I've been at home sick for 2 days - about to head off to the doctor. I haven't been at work - not because I couldn't, but because I don't want to make other people sick! I've been thinking a lot about my accident lately - it could be because of the 12 month anniversary, or just because. I lay in bed this morning trying to summon up enough energy to make myself a cup of tea.
Memories flooded back to about a year ago, where moving was so painful and such a hinderance that I'd often not worry about having a cup of tea! I started reflecting on the constant pain, the disappointment of the hospital and not knowing what was wrong with me. I am so focussed on the now and even the future, that I forget to stop and look at how far I have come.

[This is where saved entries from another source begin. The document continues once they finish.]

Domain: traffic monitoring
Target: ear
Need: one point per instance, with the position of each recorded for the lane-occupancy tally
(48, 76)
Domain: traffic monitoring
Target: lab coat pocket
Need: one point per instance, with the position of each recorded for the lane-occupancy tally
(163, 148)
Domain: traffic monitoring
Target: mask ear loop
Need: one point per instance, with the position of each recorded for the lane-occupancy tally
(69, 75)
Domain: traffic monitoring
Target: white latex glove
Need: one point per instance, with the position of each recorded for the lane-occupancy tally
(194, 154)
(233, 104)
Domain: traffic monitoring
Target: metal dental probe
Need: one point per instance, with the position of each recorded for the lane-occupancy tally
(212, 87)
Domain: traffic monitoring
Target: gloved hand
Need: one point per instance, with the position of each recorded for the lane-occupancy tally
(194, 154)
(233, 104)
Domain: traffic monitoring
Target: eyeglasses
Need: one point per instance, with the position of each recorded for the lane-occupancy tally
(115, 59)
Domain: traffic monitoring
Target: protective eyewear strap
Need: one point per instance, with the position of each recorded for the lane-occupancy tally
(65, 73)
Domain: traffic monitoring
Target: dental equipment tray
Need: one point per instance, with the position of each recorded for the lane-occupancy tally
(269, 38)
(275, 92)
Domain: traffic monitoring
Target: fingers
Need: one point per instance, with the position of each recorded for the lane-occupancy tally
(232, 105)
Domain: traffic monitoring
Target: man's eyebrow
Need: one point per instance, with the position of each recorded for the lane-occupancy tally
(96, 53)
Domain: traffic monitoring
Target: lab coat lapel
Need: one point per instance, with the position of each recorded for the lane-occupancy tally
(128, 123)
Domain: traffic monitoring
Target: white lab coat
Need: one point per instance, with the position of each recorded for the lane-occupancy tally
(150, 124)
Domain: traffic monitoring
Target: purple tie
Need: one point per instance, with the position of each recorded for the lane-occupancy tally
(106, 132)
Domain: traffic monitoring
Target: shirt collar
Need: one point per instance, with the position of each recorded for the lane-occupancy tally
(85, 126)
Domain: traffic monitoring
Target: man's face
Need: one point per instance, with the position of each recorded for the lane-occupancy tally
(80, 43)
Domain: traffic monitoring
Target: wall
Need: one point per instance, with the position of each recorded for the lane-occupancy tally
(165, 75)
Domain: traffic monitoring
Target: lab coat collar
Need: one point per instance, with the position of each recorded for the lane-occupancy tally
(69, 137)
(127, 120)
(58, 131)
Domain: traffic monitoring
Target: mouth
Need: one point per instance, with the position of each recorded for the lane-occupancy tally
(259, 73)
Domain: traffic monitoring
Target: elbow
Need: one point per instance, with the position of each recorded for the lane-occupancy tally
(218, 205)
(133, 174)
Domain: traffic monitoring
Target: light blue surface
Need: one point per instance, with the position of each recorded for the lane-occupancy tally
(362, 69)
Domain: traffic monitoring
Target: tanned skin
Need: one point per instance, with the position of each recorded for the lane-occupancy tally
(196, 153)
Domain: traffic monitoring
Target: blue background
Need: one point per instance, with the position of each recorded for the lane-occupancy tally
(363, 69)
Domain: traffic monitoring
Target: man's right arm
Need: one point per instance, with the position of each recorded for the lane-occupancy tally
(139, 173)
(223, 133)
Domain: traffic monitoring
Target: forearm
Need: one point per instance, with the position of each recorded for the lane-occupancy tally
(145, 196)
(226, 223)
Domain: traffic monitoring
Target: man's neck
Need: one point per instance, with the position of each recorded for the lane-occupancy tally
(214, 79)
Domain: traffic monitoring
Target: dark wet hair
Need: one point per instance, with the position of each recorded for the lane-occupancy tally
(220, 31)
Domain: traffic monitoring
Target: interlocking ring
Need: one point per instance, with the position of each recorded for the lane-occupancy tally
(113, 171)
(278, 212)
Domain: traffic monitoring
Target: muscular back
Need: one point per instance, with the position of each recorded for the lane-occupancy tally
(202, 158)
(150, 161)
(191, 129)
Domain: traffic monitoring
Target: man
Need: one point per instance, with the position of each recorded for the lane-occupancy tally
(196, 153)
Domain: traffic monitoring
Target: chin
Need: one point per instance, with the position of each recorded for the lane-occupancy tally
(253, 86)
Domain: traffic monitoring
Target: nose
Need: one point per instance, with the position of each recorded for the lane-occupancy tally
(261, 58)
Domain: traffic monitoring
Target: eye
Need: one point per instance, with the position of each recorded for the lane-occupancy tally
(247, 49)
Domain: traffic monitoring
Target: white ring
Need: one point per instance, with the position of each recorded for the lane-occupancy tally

It actually annoys me a little when people say that to me 'look how far you've come'. Because for me, living with pain, being uncomfortable and not being able to do what I want, is continuous. It hasn't stopped just because I can now walk without a limp. What a lot of people see - and I don't blame them - is where I was 12 months ago and compare it to where I am today. If you were to do this - there is a dramatic change! And that is something I need to stop to remind myself too occasionally.
I think the hardest thing about this experience is trying to get your head around the fact that you may never go back to how you were before the accident. Yes my body might get it's fitness back - yes I might be able to run again. But something has changed deep inside of me. The ability to see life as fragile and instant and that it can be taken away from you at a minutes notice. I will continue to look at life very differently after being on planet WTF (as my psychologist calls it!) And as a result probably live life differently to how I would of had this not happened.